Existing members need to have patience with new people. New people who are excited and enthusiastic about being part of the group may be eager to get started and want to initiate new ideas before learning more about the group. New leaders who are ambitious may also come in with their own agenda and implement it without consideration of existing culture and people. When any new person or leader creates immediate change without taking time to learn about the organization or committee and its people, that change more than likely is doomed to failure. It takes patience on the part of the new person or leader and it takes patience on existing staff or members.
It’s a dance both new and existing people must do. New people need to be patient, observe, listen to those who have already provided their “blood, sweat and tears.” Patience will help those who are new become part of the group. At the same time, those existing people need to bring the new people into the process and ask “newbies” for ideas to help bring them along and encourage some participation. Getting their participation in discussion or projects is how we learn about each other and can help everyone be more comfortable and acquainted with each other.
We’ve known groups and workplaces that have done some amazing things but because of personnel changes, either from someone leaving or coming in, some groups or workplaces saw deterioration in relationships and output. This is why it is so important for leaders or anybody coming in to new surroundings to learn more about the organization, the group or individual people first before imposing themselves and their ideas. It’s learning about what the workplace or group has accomplished. It’s discovering what the capabilities are and how ready people are to change. Some may be excited and ready while others may need more time but it’s determining who that is and why before making immediate change. If it’s in a labor-management setting, it doesn’t matter whether the leadership change is labor or management. We’ve seen it from both sides go either way.
On the other hand, we’ve also seen new leadership come in and develop or maintain positive relationships and encourage collaborative efforts. They did that by learning and listening to people or observing. They took time and were patient before making any adjustments or modifications. They demonstrated support and they earned trust and respect simply by taking the time to learn and understand.
It’s also to say stumbling blocks don’t happen for those who do the right thing in the beginning. Mistakes happen. It’s how those mistakes are managed is key. The first time a disagreement occurs is not the time to stop. It’s not about conflict being wrong. It’s all about management of it. That can mean some work and patience. This is a time when relationships can be strengthened.
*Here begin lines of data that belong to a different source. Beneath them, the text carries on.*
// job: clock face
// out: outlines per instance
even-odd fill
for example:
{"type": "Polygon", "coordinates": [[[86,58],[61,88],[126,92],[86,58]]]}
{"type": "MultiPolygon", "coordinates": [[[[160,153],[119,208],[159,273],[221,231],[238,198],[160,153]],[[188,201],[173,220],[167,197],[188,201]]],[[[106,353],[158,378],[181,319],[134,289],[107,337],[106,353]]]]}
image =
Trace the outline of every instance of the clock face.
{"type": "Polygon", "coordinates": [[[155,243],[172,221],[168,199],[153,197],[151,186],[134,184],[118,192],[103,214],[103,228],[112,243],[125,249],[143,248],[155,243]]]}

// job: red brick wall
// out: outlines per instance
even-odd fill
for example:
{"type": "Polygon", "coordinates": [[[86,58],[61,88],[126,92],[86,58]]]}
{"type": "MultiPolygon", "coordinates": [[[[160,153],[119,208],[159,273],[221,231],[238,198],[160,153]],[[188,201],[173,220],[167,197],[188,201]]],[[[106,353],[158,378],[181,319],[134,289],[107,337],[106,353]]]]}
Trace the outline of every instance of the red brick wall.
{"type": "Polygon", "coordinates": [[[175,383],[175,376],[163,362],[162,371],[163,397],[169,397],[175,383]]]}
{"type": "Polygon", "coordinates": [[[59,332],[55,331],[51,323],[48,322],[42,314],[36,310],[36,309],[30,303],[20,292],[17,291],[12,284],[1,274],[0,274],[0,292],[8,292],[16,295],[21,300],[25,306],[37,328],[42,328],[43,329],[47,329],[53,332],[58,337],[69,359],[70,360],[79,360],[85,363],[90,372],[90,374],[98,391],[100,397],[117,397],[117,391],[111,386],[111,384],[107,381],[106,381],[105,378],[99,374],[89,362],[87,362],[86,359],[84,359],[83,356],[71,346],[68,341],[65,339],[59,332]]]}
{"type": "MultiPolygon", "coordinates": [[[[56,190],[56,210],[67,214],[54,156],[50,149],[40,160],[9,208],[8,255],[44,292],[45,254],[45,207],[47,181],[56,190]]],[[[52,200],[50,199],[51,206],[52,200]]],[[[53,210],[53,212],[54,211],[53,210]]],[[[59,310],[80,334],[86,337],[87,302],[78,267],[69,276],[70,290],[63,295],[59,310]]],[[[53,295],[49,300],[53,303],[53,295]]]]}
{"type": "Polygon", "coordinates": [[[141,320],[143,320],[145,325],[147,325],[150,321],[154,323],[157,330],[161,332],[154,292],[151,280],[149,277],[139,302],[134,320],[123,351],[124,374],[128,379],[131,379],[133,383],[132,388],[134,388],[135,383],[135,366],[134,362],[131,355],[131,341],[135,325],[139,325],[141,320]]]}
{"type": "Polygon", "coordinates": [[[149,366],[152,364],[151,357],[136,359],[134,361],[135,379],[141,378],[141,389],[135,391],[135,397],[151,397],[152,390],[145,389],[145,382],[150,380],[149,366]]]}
During committee effectiveness training, we tell groups to make sure to orient new members. Some develop an orientation as something to work on following the training. Others wait until a new person comes onto the committee and then it happens! The new person coming in has a difficult time adapting and committee members are caught off guard having difficulty too. One committee lost the new person after one meeting. Another committee decided after two or three meetings they couldn’t continue to meet because of the conflict occurring. The committee who lost the new member after one meeting may have lost a very valuable committee member. The committee that stopped meeting may have lost out in building the ability of that committee.
We live in an instantaneous world where immediate gratification occurs. We’ve grown up from the television episodes that solved life problems in an evening to technology that can provide us with instant results. That doesn’t mean though all of life is like that and it’s so important for us to remember the value of learning to work together. We need to spend time and learn about each other and that requires patience.